Todo este gran recurso económico al futuro se ha interpretado desde un saber económico que ha suplido con formalización matemática su incapacidad epistemológica para formular predicciones solventes. Pero la profecía autocumplida es más asunto de creencia que de ciencia. En realidad, el recurso al futuro se sostiene, como bien aprecia David Harvey,  sobre un mastodóntico trabajo de hegemonía de las finanzas sostenido por el Estado y los medios de comunicación sobre el que se articulan las estrategias propiamente políticas de los agentes financieros: “La gente tiene que creer 
—escribe Harvey— que su riqueza, fondos mutuales, pensiones, hedge funds, continuará creciendo indefinidamente. Asegurar estas expectativas es un trabajo de hegemonía que recae sobre el Estado y encuentra el eco adecuado en los medios.”
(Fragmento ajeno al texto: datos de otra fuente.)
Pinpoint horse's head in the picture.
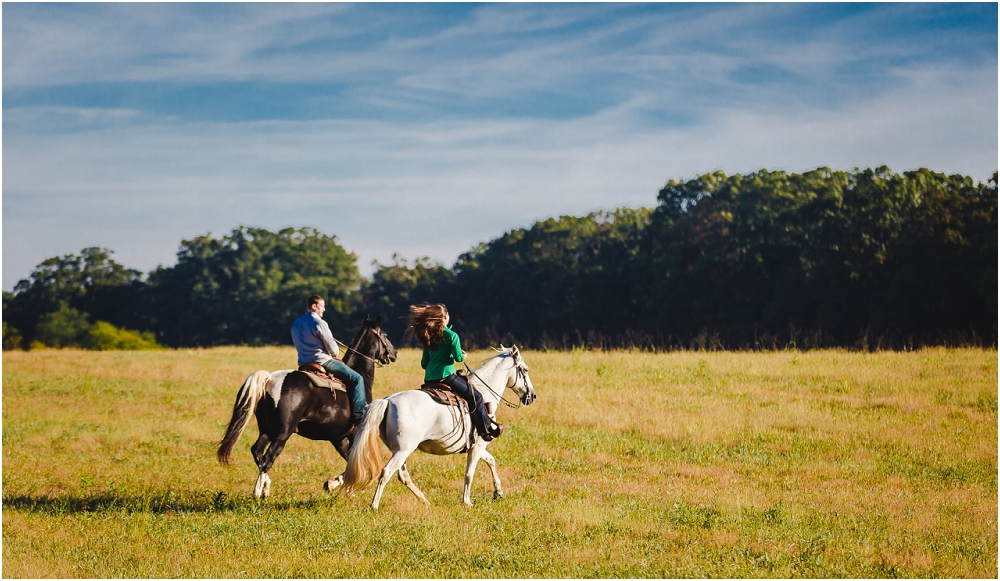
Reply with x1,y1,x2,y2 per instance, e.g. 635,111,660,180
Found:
358,315,396,365
500,345,537,406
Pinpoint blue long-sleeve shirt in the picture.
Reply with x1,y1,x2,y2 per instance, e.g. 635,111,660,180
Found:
292,311,340,365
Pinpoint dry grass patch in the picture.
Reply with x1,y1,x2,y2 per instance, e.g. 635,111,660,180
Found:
2,347,997,578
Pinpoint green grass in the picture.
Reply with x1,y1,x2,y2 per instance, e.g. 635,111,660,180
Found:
2,348,997,578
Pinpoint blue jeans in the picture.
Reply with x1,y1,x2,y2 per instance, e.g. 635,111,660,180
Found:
323,359,368,420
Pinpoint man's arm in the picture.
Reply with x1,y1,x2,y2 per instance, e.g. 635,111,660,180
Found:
316,319,340,358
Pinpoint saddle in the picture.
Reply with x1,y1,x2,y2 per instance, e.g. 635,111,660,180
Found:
299,361,347,393
420,381,469,413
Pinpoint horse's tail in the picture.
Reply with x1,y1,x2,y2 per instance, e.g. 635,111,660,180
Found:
216,369,271,464
344,399,389,494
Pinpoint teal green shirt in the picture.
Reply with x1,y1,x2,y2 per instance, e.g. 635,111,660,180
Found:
420,327,463,381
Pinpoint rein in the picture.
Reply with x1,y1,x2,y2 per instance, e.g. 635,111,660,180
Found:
462,357,528,409
333,327,389,367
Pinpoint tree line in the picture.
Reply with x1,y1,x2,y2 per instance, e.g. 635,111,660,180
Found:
3,167,998,349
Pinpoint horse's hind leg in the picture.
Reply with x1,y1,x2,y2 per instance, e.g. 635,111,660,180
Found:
253,430,292,498
250,432,270,468
323,438,351,492
397,463,430,504
462,442,486,506
372,450,413,510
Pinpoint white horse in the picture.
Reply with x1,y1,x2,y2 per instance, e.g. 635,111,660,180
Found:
344,345,535,510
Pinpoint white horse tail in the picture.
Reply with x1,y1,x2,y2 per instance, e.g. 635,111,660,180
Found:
344,399,389,494
216,369,271,464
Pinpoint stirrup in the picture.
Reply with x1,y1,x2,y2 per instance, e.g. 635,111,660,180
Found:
482,422,503,442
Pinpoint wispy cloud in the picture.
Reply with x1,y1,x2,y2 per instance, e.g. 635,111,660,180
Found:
3,4,997,289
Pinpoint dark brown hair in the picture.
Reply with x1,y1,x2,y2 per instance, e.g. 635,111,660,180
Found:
410,303,448,351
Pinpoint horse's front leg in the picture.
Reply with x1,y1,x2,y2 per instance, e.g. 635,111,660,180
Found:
483,449,503,498
462,440,486,506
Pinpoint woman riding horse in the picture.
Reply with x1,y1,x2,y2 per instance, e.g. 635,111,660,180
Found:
410,303,503,442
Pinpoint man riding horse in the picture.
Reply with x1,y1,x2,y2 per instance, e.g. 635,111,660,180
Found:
292,295,367,424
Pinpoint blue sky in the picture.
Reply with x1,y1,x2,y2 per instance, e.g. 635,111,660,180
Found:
2,3,998,290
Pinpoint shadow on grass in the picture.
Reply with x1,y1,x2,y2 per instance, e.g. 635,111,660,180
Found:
3,490,337,515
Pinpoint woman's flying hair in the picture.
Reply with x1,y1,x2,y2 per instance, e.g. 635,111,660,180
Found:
410,303,448,351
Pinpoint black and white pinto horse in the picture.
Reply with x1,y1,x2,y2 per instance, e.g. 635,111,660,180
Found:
217,316,396,498
342,345,536,510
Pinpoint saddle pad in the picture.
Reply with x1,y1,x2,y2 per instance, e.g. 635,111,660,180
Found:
301,371,347,393
420,383,468,411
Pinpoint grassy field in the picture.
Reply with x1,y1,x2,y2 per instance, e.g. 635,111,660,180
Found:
2,348,998,578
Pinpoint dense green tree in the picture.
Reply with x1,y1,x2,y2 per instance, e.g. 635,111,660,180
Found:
34,302,91,348
360,254,453,346
3,247,148,341
149,226,361,346
644,167,997,346
3,321,24,351
447,208,650,346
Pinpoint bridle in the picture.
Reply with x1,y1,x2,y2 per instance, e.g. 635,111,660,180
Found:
462,353,528,409
334,325,389,367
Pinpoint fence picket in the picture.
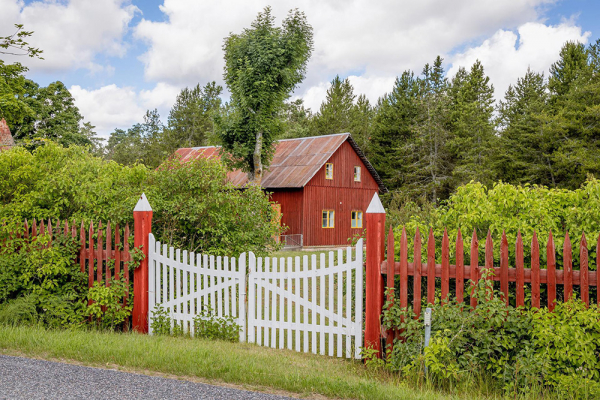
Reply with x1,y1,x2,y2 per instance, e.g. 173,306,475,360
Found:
531,231,541,308
456,228,465,303
546,231,556,311
470,229,479,308
319,253,326,355
442,228,450,304
515,230,525,307
579,233,590,306
563,231,573,301
500,231,508,305
302,255,309,353
427,228,435,304
413,227,422,318
385,226,396,352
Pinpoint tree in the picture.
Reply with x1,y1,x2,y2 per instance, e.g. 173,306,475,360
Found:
0,24,44,60
449,60,496,185
493,69,556,186
314,76,356,135
165,81,223,152
218,7,313,185
370,71,418,190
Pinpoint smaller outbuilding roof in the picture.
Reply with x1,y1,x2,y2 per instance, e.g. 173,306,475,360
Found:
176,133,387,193
0,118,15,150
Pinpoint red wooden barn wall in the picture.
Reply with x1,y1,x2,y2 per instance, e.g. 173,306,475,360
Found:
302,142,379,246
269,189,304,235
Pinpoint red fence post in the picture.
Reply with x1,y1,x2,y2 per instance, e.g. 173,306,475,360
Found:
365,193,384,357
132,193,152,333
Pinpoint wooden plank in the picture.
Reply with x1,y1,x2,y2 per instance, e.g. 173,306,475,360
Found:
79,221,89,276
469,229,479,308
427,228,435,304
400,227,408,308
507,230,525,307
88,222,96,287
531,231,541,308
579,233,590,306
385,226,396,352
563,231,573,301
442,228,450,304
546,231,556,311
115,224,121,279
500,231,508,305
413,227,422,318
96,222,104,282
456,228,465,303
106,221,112,286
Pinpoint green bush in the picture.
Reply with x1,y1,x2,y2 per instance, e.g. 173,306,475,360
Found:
389,179,600,270
380,272,600,398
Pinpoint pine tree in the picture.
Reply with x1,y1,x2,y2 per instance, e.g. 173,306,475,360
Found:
449,61,496,185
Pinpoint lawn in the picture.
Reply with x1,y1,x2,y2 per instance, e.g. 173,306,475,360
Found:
0,326,496,400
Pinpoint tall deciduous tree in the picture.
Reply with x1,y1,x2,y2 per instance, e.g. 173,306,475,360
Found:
218,7,313,185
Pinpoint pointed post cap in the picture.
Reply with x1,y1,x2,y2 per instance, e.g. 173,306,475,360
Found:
133,193,152,212
367,193,385,214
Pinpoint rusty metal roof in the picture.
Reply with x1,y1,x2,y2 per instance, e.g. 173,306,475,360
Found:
176,133,387,193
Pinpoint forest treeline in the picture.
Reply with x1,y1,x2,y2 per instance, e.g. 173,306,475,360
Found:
0,41,600,204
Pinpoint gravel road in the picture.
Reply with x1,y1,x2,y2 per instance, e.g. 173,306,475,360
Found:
0,355,290,400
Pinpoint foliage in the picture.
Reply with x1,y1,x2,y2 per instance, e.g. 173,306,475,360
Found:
146,153,281,255
86,273,133,330
380,271,600,398
194,307,240,342
0,221,87,327
218,7,313,185
392,179,600,269
165,81,223,148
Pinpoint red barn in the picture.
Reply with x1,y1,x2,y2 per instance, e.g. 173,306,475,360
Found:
177,133,387,246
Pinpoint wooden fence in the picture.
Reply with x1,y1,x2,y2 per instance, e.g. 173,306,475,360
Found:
381,229,600,315
2,219,131,294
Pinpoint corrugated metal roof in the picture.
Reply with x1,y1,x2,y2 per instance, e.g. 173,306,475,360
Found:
176,133,387,192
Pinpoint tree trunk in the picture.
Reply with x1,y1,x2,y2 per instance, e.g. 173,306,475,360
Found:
252,131,263,186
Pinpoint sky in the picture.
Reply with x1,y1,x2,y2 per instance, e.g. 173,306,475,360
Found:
0,0,600,138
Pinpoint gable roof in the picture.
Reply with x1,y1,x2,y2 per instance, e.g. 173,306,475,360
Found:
0,118,15,150
176,133,388,193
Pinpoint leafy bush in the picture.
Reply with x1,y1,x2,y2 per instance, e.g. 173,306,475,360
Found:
380,272,600,398
0,143,281,256
150,304,240,342
85,273,133,330
390,179,600,269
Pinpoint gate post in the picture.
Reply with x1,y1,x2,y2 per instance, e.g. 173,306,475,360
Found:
132,193,152,333
365,193,385,358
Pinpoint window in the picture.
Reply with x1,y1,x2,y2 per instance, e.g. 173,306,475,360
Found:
325,163,333,179
354,166,360,182
323,210,335,228
351,211,362,228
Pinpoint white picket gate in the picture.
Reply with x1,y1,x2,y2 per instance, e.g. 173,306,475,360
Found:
148,234,363,359
148,234,246,341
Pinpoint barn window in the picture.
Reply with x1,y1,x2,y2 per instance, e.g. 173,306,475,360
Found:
322,210,335,228
354,166,360,182
351,211,362,228
325,163,333,179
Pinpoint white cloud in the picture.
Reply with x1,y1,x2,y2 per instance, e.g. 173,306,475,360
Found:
0,0,139,73
69,83,180,138
448,21,590,99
En un artículo, ya clásico, “Political aspects of full employment”, el economista polaco Michal Kalecki observaba que la “confianza” de los inversores depende del grado en el que las expectativas de beneficios están sancionadas por el poder político. Dicho de otra manera, cuando peligra su dominio del Estado, los inversores (los agentes financieros) responden con una crisis de “confianza”, que no es sino una amenaza con la escasez futura. Del otro lado del espectro social, del lado de los endeudados, cuando la crisis destruye el vínculo entre crédito y consumo, la carga de la deuda pendiente se transforma en oscuras nociones teológicas de obligación, culpabilidad y punición más propias de contextos culturales igualitarios donde gobierna la reciprocidad y el don que de un modelo definido por sus fuertes desigualdades y jerarquías sociales. Es en la efectividad de este tipo de estrategias de poder donde se decide la proyección del régimen económico actual al futuro y es en su contestación crítica donde se abre la posibilidad de un presente diferente.